9. A prediction method comprising:
acquiring health data being data regarding health of a plurality of persons in a first period and a second period, the second period being a period that is a predetermined duration before the first period;
calculating distribution feature information indicating a feature related to a distribution of health data of a first age group in the first period based on a relationship between the distribution of the health data of the first age group corresponding to an age of a target person, which is the distribution of the health data in the first period, and the distribution of the health data of the first age group or the distribution of the health data of an age group corresponding to the predetermined duration before the first age group, which is the distribution of the health data in the second period;
generating a prediction-target distribution by integrating a distribution of health data of a prediction-target age group being the distribution in the first period and the distribution feature information, the prediction-target age group corresponding to the age of the target person in a case where the predetermined duration or more has elapsed; and
predicting the health data in the prediction-target distribution, the health data in the prediction-target distribution being a transition destination of data corresponding to the health data of the target person, in the distribution of the health data of the first age group in the first period.
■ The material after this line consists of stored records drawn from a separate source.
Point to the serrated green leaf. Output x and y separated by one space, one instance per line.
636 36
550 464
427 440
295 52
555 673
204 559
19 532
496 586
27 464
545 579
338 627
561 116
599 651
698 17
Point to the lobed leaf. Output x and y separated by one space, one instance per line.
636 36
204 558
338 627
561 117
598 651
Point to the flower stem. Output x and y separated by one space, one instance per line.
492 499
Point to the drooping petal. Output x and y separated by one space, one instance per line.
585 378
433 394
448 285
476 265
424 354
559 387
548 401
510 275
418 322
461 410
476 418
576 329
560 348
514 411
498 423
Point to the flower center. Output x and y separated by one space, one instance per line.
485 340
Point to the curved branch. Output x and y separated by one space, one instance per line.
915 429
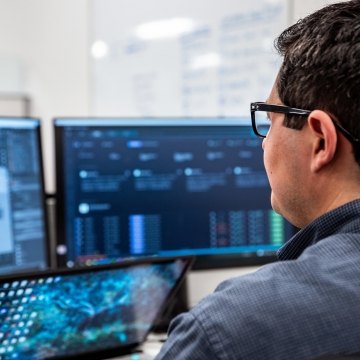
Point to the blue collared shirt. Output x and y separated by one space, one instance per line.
302 307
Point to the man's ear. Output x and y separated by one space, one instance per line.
324 139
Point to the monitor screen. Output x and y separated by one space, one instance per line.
165 187
22 216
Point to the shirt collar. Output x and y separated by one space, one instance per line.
334 221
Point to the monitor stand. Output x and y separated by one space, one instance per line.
178 304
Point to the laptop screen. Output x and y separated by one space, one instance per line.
22 215
84 313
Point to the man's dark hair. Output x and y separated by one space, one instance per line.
321 66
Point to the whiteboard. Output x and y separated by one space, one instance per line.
183 57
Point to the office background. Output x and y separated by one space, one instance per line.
47 69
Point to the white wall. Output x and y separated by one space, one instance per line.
46 44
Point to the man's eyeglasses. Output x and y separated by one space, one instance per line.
261 123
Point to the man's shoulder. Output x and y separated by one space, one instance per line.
297 287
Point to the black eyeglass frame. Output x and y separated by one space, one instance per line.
283 109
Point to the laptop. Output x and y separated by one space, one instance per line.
86 313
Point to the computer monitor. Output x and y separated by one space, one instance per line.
164 187
23 244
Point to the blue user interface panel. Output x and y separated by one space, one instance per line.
166 187
84 314
22 216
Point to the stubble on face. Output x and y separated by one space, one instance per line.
284 164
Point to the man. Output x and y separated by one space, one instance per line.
307 305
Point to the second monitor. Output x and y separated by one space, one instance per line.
167 186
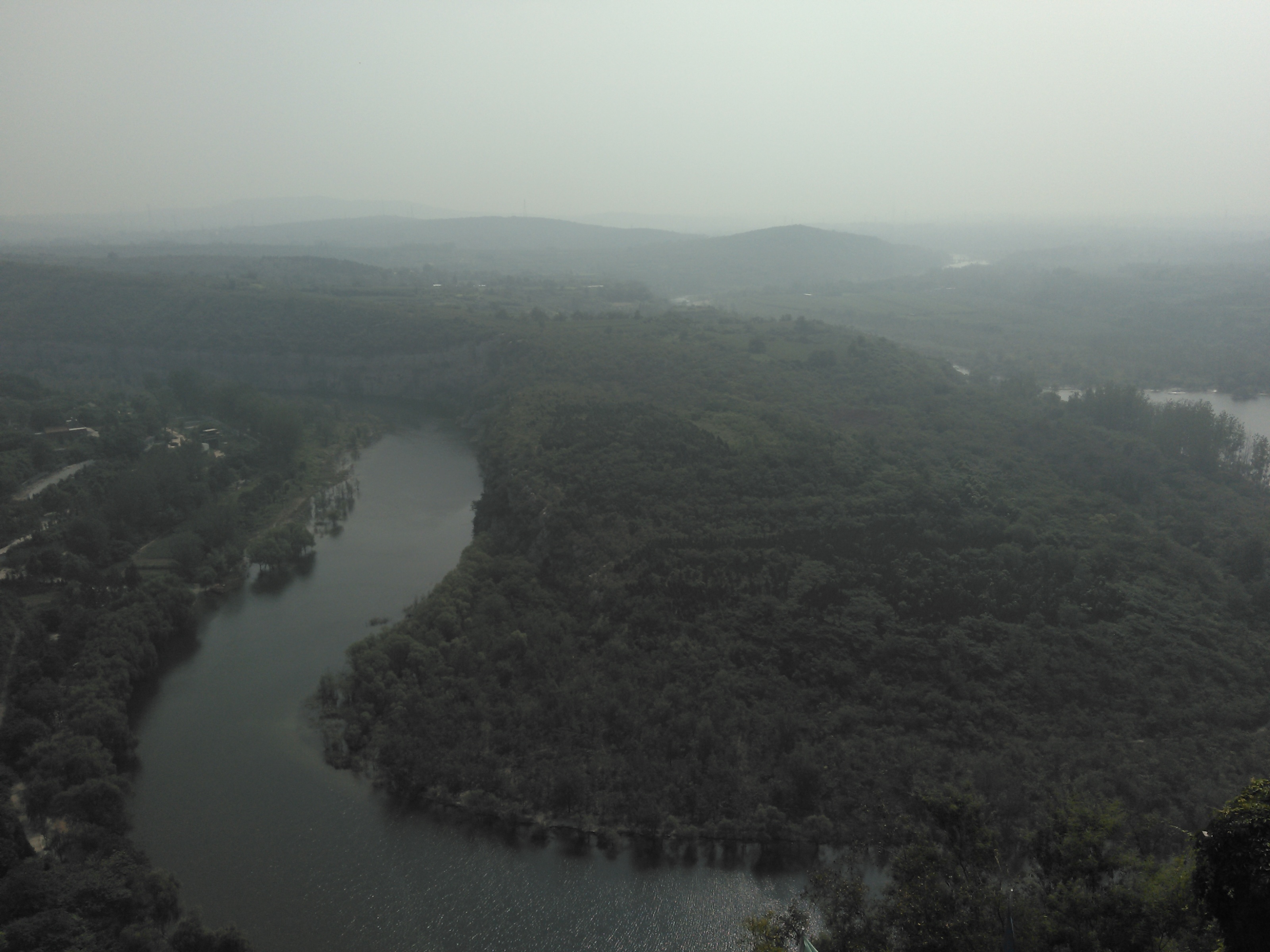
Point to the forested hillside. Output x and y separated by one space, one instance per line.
773 593
97 579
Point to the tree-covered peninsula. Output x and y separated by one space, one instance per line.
773 592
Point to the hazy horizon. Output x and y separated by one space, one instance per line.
751 113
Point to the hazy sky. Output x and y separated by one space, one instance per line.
817 112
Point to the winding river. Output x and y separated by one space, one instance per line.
235 799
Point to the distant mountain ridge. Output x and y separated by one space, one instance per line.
670 263
484 233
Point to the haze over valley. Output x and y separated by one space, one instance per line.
686 476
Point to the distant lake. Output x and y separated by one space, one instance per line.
234 798
1254 414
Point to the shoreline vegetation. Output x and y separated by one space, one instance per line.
214 475
761 581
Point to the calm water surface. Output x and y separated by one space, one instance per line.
1254 414
235 800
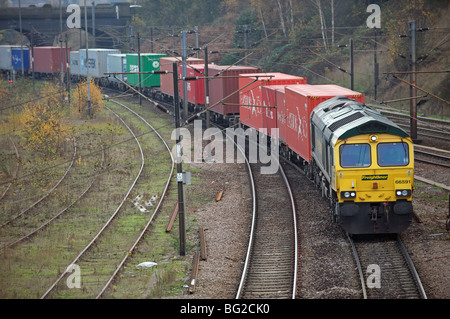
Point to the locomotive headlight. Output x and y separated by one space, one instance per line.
347 195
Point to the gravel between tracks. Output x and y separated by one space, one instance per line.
326 267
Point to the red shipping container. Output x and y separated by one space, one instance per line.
224 85
48 59
300 101
273 95
251 97
166 64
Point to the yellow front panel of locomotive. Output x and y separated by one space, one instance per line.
367 181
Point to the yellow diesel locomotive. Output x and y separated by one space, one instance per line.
364 165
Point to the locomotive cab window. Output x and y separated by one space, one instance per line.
393 154
355 155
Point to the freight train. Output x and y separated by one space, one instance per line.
361 162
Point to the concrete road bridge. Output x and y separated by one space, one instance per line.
43 23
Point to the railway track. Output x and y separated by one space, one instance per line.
427 127
270 269
95 260
15 172
385 268
432 156
9 229
51 219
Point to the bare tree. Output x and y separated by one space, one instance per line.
322 22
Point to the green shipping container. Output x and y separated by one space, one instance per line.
149 62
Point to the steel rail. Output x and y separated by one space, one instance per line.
412 268
91 243
252 229
294 214
15 172
141 236
63 210
358 265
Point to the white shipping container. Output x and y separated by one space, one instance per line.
97 63
117 63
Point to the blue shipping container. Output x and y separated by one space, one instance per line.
16 57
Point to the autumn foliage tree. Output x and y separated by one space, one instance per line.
80 98
44 131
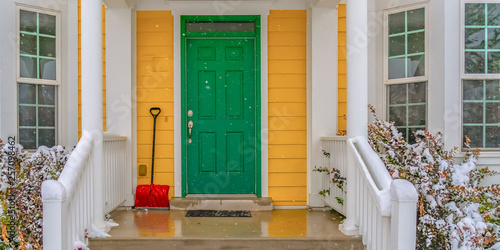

10. A non-transitory computer-readable recording medium storing a program that causes a computer to execute:
acquiring health data being data regarding health of a plurality of persons in a first period and a second period, the second period being a period that is a predetermined duration before the first period;
calculating distribution feature information indicating a feature related to a distribution of health data of a first age group in the first period based on a relationship between the distribution of the health data of the first age group corresponding to an age of a target person, which is the distribution of the health data in the first period, and the distribution of the health data of the first age group or the distribution of the health data of an age group corresponding to the predetermined duration before the first age group, which is the distribution of the health data in the second period;
generating a prediction-target distribution by integrating a distribution of health data of a prediction-target age group being the distribution in the first period and the distribution feature information, the prediction-target age group corresponding to the age of the target person in a case where the predetermined duration or more has elapsed; and
predicting the health data in the prediction-target distribution, the health data in the prediction-target distribution being a transition destination of data corresponding to the health data of the target person, in the distribution of the health data of the first age group in the first period.